As much as we love being together and sharing every detail with each other today, we are independent people in many respects. Most of our activities are shared but I love my girlfriends, cherish my “me time” and focus on what God has specifically called me to accomplish. Phil has his guy groups as well and he focuses on his unique talents, gifts and his own career, and that’s why I believe we stay successful as a couple. Even after all these years, we are dependent on each other but are also still very independent and self sufficient because we look to God for our contentment and guidance.
That was the most important thing God had to teach me when we broke up before getting married. I needed to learn to depend on God and not on Phil.
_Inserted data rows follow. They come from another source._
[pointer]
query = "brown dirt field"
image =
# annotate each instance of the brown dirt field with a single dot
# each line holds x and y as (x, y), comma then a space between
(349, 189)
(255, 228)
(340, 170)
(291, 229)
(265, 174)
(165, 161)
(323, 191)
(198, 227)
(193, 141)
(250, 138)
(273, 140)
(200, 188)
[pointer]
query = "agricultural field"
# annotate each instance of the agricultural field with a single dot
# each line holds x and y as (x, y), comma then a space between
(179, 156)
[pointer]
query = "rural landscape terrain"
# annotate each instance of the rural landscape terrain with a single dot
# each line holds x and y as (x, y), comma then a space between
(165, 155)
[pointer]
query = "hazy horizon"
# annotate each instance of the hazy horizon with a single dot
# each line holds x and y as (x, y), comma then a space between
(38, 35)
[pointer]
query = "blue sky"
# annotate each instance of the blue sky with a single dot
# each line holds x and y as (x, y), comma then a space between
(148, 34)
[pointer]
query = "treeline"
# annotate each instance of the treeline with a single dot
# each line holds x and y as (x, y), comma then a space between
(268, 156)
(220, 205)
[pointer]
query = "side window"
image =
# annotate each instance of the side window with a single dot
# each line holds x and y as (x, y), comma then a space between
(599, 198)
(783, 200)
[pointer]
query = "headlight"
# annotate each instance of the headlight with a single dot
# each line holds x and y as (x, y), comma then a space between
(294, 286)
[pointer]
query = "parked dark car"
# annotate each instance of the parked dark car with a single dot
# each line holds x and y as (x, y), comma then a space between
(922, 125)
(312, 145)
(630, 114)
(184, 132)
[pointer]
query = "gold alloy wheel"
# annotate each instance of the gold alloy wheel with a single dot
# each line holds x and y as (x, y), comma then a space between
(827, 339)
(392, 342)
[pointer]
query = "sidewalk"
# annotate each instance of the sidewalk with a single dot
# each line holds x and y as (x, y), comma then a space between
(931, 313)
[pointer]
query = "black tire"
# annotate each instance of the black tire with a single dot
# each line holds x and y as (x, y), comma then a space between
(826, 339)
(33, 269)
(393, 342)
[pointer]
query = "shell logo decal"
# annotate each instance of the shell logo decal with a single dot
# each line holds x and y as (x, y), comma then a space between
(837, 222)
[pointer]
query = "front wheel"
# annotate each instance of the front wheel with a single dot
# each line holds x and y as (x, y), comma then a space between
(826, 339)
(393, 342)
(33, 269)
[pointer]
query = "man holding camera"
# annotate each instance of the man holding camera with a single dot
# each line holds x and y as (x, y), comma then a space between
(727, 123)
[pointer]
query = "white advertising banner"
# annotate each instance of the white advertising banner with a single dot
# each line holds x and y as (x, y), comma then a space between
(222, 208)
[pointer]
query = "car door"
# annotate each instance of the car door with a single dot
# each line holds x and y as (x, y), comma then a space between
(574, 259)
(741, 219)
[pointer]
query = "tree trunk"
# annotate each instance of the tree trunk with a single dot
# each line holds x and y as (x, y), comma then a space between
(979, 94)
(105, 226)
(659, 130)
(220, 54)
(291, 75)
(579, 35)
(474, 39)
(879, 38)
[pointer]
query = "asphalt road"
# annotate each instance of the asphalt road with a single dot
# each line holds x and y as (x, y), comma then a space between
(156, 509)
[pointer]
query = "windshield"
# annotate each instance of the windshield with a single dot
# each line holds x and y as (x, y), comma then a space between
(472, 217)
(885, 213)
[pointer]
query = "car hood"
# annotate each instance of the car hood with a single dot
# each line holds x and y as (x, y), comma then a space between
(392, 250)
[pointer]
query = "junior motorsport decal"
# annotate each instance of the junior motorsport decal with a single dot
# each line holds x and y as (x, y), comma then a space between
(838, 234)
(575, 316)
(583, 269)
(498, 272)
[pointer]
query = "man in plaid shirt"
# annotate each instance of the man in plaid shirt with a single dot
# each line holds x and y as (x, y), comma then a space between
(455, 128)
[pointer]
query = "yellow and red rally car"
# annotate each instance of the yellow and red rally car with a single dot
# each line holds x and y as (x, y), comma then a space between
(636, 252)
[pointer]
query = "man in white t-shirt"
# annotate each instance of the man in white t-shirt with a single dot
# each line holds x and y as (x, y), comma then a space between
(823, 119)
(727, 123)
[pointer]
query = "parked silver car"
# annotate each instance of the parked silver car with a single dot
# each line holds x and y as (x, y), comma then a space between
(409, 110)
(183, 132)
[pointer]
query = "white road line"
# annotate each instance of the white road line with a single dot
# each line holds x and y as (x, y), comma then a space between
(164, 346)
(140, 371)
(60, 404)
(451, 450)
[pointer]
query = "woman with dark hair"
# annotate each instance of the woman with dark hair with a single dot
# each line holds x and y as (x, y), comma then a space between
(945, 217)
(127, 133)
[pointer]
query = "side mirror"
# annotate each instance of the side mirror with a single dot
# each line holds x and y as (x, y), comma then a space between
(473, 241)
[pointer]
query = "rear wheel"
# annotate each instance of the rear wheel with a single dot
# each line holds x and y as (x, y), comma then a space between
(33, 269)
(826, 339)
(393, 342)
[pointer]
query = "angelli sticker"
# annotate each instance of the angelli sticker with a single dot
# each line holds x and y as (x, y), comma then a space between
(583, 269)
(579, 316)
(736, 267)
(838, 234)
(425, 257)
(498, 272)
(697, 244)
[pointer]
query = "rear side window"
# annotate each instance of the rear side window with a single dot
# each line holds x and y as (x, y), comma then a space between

Yes, Phil would be my earthly protector, and love me to “death due us part” but he wasn’t God – he was human. He couldn’t fulfill the desires of my heart – only God could. Putting Phil in that position of being super human and infallible wasn’t fair to him or the right way to love him. I believe a mature marriage means that each person keeps their identity and it’s up to the other to celebrate them and do whatever they can to see them flourish. Sometimes it requires you to walk through failure as their partner, not as a boat anchor dragging them down and making them feel guilty or shameful. It requires that both of you stand on your own feet and are self-sufficient and confident in the decisions you make under God’s leadership. God had to teach me to appreciate Phil the way he was then and there and not what I wished or fantasied him to be as a husband. It was wrong for me to think that those pesky little things would just vanish with the words “I do.” We both went into the relationship wanting to please the other but we’re human and those flaws in our personality and those daily habits didn’t just go away on their own because we wished them to leave. We had to consciously pay attention – work through issues because we are both, still to this day, very independent but determined to see each other flourish. God was also teaching Phil a layer of trust that he hadn’t known before – to trust God for providing and protecting someone else’s life. That’s huge for a person. Phil knew he wouldn’t only feel guilty but ashamed if he couldn’t provide for me and what would eventually be our family. I saw him praying hard for God’s sustaining power when our daughters were each born and with the responsibility given him to raise them to know and trust Jesus. Today’s millennials are under more pressure than ever. It’s scary for young couples these days with college debt, jobs increasingly scarce, and higher paying executive jobs harder to attain. Our media reports hourly of raging wars, higher taxes, national debt, and on and on. Newlyweds must step into a trust factor with each other and in God greater than any previous generation. It calls them to be personally connected with a strong walk and relationship to the only one that can bring peace to a storm, make the surface of a sea walkable, and bring the dead back to life.
It calls for a life appreciating each other for what each can give and then trusting God to do the rest. It’s about walking in an endless journey – “till death do you part” and trusting Jesus together.